Well folks, not only am I in a different time zone which becomes annoying when at night I reach for my cell phone to make my customary calls and have to stop as I realize it may be ten o' clock here but its one o' clock back home and very few of my contacts will be up or happy to hear from me at that hour. I realize I need more West Coast friends.

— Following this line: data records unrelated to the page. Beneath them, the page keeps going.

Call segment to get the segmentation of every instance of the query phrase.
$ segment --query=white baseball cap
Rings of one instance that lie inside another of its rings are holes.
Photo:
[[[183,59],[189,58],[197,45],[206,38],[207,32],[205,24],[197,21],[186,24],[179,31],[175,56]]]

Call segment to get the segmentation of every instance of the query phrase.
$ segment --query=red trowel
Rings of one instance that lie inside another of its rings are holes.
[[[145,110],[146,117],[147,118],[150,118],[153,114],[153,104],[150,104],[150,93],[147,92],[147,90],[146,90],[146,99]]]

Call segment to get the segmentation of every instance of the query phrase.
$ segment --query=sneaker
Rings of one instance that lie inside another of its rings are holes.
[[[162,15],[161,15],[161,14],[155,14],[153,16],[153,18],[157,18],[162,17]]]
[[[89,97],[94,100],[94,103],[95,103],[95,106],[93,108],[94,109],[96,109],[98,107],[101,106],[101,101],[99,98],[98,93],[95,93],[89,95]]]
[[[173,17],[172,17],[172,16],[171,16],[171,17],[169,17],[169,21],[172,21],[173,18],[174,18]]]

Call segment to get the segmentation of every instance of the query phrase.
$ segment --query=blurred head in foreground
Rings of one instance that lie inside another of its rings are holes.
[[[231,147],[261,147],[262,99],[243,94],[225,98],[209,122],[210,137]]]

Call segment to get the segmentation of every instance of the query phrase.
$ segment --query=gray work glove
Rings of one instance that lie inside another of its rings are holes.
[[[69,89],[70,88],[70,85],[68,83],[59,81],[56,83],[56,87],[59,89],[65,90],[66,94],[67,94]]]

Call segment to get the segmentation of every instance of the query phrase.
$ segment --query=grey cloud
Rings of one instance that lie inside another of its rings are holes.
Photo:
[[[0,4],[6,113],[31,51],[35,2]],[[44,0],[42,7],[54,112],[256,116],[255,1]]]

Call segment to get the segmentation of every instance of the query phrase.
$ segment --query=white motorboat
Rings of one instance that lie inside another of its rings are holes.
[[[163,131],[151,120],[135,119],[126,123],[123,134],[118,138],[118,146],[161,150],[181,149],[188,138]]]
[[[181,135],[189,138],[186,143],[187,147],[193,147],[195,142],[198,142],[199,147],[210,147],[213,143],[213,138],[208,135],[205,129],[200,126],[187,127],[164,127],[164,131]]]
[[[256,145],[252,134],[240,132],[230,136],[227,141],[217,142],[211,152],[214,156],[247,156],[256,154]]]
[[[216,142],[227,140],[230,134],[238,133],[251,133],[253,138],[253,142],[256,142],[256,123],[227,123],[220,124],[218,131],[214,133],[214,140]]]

All in all, thankfully, I get back to Andre's place and was relieved to find that those expensive "bananos" fry up just like back home and taste just as divine dipped in garlic butter. Same for the beans. I opened the can to find that the only thing different was the label. Same beans wit that nasty liquid I always gladly drain out of the can and same gassy effect after I'm done consuming them. Thank God my butt is all better now and passing gas is just like any other nocturnal and private activity. Thankful, I don't see stars anymore when I have to let one rip (I curse you Booty Cancer!).

Looking forward to getting back to familiarity; to the City that although "Disneyfied" and gentrified still is home to me. Where plantains are just that and can still be had for cheap. Where Goya still fills the aisles of most supermarkets and bodegas. Where Puerto Ricans are still the majority amongst Spanish-speaking folk, even if we are rapidly mainstreaming and migrating to the burbs. Where I can choose to walk anywhere if I so please and do so without feeling confined by the narrow pathways of the suburbs; finding  plenty of other people walking on them also, adding to the hectic energy of what I identify with as home sweet home. And where last but not least, everyone is governed by the same time zone. Can't wait to be back where I belong. New York. Home Sweet Home.